After the last ministerial meeting in Nairobi in December 2015, there are considerable hopes on truly “developmental” outcomes such as the permanent solution for PSH programmes for food security in developing countries and the special safeguard mechanism for curbing unforeseen surges in imports of agricultural products.

On 29 May, Indonesia issued a non-paper on behalf of the G-33 group of developing and poorest countries to drive home the message of sharp concern over lack of engagement by “some members” for finalising a permanent solution for PSH programmes.

India is a leading member of the G-33 along with Indonesia, China, the Philippines, Korea, Kenya, Nigeria, Cuba, and Bolivia among others. The G-33 members have made sustained efforts over the past three years but there has been little material change because of the continued diversionary tactics adopted by “some members”. The non-paper said: “It is a matter of concern that in the course of the dedicated sessions, some members are still questioning the justifiable objectives behind the need for a permanent solution on PSH for food security purposes and have not engaged in substantive discussions by tabling their [counter] proposals.”

It is common knowledge that Australia, Canada, the European Union, and the US among others have adopted stonewalling and diversionary tactics since the Nairobi meeting in frustrating the G-33 members by raising issues outside the proposals they had submitted. Indonesia said the G-33 had tabled five proposals till now to demand an amendment to the Agreement on Agriculture by inserting “a new Annex 6” to exempt food security purposes for public stockholding for food security purposes from any commitments.
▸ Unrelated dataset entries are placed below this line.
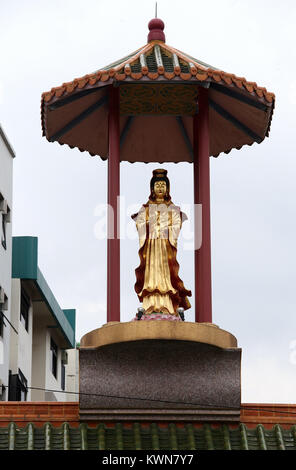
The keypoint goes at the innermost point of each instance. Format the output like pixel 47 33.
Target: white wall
pixel 52 383
pixel 72 375
pixel 21 343
pixel 6 166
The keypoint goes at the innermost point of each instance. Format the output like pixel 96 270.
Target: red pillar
pixel 203 283
pixel 113 242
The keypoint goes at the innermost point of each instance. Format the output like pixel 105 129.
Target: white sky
pixel 57 190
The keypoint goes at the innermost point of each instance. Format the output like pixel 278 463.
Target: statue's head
pixel 160 185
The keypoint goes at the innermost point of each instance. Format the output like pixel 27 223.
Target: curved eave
pixel 137 68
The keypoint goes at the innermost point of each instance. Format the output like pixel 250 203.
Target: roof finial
pixel 156 27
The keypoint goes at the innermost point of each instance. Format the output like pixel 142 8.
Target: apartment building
pixel 43 332
pixel 6 173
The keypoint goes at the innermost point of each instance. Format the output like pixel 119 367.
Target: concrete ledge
pixel 155 415
pixel 120 332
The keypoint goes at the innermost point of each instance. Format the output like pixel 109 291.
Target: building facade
pixel 43 332
pixel 6 174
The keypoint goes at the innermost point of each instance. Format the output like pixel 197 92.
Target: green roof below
pixel 146 437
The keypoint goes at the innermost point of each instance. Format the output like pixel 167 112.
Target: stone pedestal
pixel 159 371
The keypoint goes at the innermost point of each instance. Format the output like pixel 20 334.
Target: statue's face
pixel 160 189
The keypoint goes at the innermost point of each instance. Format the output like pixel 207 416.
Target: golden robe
pixel 158 285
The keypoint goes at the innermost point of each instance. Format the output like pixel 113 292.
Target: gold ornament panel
pixel 170 99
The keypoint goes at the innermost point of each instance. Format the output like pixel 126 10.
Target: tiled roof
pixel 155 112
pixel 152 436
pixel 154 61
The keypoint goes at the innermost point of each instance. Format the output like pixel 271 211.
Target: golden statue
pixel 159 222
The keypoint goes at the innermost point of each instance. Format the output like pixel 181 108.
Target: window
pixel 2 324
pixel 5 216
pixel 63 377
pixel 54 358
pixel 18 387
pixel 25 307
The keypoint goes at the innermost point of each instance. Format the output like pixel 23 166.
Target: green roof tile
pixel 146 437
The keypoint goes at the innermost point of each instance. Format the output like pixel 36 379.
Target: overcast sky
pixel 58 192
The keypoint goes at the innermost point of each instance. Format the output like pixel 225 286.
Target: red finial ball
pixel 156 27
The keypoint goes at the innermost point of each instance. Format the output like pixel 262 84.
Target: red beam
pixel 201 164
pixel 113 243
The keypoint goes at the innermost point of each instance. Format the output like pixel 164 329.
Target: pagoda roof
pixel 155 61
pixel 158 96
pixel 146 436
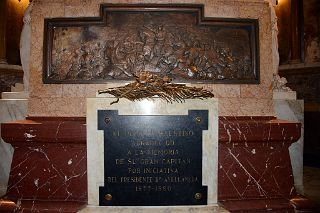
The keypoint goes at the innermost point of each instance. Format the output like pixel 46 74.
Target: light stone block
pixel 14 95
pixel 293 110
pixel 288 95
pixel 95 146
pixel 10 110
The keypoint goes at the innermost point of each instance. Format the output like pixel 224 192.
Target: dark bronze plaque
pixel 152 160
pixel 169 40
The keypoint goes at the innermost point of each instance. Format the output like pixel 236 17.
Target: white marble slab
pixel 156 107
pixel 10 110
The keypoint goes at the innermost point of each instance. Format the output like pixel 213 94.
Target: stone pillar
pixel 3 20
pixel 296 17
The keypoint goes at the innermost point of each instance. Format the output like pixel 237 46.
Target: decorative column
pixel 3 20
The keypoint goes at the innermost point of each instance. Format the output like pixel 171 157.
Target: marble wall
pixel 10 110
pixel 234 100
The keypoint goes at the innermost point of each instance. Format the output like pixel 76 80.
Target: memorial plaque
pixel 152 160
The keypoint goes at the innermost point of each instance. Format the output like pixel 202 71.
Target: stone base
pixel 254 165
pixel 156 209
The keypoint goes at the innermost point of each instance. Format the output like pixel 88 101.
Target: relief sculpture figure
pixel 120 53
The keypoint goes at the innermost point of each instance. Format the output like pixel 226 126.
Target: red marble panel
pixel 254 173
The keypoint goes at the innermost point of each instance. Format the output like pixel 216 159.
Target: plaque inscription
pixel 152 160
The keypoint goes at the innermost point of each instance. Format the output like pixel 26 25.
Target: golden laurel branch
pixel 148 85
But US, the EU, Canada and Australia among others raised extraneous issues outside the permanent solution. The US, for example, had suggested the need to review the efficacy and trade effects of the existing public stockholding (programmes) for food security purposes, to review the existing WTO rules and policies adopted by members and how these policies are constrained by those rules, and finally to establish best practices and provide funding for capacity building to implement the agreed best practices. Indonesia maintained, “Programmes for the acquisition of foodstuffs at administered prices shall not be required to be accounted for in the Aggregate Measurement of Support (AMS or amber box reduction measures).”
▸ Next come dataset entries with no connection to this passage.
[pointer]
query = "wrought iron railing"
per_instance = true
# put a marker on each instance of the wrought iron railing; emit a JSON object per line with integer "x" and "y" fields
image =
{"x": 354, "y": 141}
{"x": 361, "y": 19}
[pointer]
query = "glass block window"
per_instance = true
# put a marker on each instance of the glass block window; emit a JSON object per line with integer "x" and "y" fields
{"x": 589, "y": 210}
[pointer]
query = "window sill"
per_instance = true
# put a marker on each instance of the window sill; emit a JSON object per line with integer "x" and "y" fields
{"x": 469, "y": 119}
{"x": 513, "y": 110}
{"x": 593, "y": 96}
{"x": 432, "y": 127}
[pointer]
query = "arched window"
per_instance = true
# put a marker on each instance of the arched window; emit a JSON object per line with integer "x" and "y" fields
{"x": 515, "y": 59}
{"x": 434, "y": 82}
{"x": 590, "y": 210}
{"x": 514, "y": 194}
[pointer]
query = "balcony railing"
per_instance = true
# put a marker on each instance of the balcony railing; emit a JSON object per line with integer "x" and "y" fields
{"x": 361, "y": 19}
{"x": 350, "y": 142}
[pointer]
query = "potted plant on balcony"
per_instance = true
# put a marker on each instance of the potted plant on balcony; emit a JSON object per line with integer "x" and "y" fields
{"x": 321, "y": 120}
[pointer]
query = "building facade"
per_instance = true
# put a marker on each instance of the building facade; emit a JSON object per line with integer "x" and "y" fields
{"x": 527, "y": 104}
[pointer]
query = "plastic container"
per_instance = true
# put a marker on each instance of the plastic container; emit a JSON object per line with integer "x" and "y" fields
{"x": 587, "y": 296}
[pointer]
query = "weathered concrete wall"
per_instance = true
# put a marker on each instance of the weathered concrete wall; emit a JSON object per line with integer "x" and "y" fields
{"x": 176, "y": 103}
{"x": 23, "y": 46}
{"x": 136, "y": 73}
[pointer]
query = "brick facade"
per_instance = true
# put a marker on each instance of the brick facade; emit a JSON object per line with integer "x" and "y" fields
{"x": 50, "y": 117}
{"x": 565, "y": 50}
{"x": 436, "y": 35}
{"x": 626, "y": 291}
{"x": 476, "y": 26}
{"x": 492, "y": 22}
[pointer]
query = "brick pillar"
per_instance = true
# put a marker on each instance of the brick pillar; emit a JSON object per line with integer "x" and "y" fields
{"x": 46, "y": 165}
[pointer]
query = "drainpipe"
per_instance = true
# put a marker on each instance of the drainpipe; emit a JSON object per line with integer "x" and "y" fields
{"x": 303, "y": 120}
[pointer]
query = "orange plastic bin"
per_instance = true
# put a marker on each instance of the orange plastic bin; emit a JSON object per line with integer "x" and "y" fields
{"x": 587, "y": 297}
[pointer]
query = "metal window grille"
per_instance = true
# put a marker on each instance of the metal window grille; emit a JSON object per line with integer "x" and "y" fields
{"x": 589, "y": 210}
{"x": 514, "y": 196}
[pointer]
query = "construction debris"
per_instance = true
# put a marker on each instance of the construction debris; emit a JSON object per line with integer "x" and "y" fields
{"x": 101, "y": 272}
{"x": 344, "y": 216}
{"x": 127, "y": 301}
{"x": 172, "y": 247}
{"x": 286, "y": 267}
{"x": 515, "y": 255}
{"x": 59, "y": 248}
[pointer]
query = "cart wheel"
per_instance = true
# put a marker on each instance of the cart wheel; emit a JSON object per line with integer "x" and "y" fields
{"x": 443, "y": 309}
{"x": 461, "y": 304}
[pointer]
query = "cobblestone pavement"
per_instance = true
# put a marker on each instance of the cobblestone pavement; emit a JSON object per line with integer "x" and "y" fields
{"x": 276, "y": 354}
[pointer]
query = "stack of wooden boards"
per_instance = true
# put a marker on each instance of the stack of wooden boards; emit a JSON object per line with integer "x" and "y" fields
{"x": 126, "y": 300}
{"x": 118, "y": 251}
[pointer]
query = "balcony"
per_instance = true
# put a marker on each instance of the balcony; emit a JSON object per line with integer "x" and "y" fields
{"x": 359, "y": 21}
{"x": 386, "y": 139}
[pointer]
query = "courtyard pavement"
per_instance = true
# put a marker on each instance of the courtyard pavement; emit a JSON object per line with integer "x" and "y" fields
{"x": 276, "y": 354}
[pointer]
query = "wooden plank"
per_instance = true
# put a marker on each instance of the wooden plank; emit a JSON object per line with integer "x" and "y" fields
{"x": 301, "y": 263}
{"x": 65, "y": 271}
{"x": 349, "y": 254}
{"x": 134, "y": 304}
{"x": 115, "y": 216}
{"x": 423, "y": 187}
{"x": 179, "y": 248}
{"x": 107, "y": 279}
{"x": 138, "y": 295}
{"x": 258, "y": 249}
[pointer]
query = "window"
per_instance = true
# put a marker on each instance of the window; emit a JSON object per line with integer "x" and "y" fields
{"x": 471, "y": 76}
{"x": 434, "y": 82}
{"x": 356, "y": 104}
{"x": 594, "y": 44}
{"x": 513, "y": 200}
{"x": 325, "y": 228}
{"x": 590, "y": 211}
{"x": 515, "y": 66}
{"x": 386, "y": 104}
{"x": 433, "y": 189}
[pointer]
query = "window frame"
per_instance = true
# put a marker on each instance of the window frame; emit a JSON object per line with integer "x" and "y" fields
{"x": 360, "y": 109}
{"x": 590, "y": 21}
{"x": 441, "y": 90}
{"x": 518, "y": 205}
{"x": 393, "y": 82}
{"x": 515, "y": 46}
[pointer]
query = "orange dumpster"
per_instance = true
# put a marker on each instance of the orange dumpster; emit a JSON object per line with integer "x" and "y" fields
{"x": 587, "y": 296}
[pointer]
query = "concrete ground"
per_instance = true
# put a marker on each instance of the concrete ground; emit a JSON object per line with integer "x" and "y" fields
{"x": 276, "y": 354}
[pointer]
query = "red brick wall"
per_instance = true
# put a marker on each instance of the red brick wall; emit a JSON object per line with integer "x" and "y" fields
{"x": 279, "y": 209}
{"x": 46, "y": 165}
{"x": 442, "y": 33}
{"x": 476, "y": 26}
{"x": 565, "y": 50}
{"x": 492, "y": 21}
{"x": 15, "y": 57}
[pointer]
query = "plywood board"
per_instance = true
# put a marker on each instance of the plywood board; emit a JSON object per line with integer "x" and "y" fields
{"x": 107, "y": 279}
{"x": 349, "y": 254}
The G-33 has protested against US attempts to take the negotiations away from finding a permanent solution. The Trump administration in Washington is increasingly preoccupied with bilateral trade agreements, and reckons that multilateral trade liberalisation does not bring about positive gains to American workers. India also wants outcomes on the special safeguard mechanism for curbing unforeseen surges in imports of agricultural products and credible improvements in the global trade in services.

It is felt the ministerial meeting at Buenos Aires will be an exercise in futility without the consensus of a permanent solution on PSH programmes for food security in sight. WTO director general Roberto Azevedo delivered a sombre assessment by saying that he cannot see any low-hanging fruits for harvesting in Buenos Aires.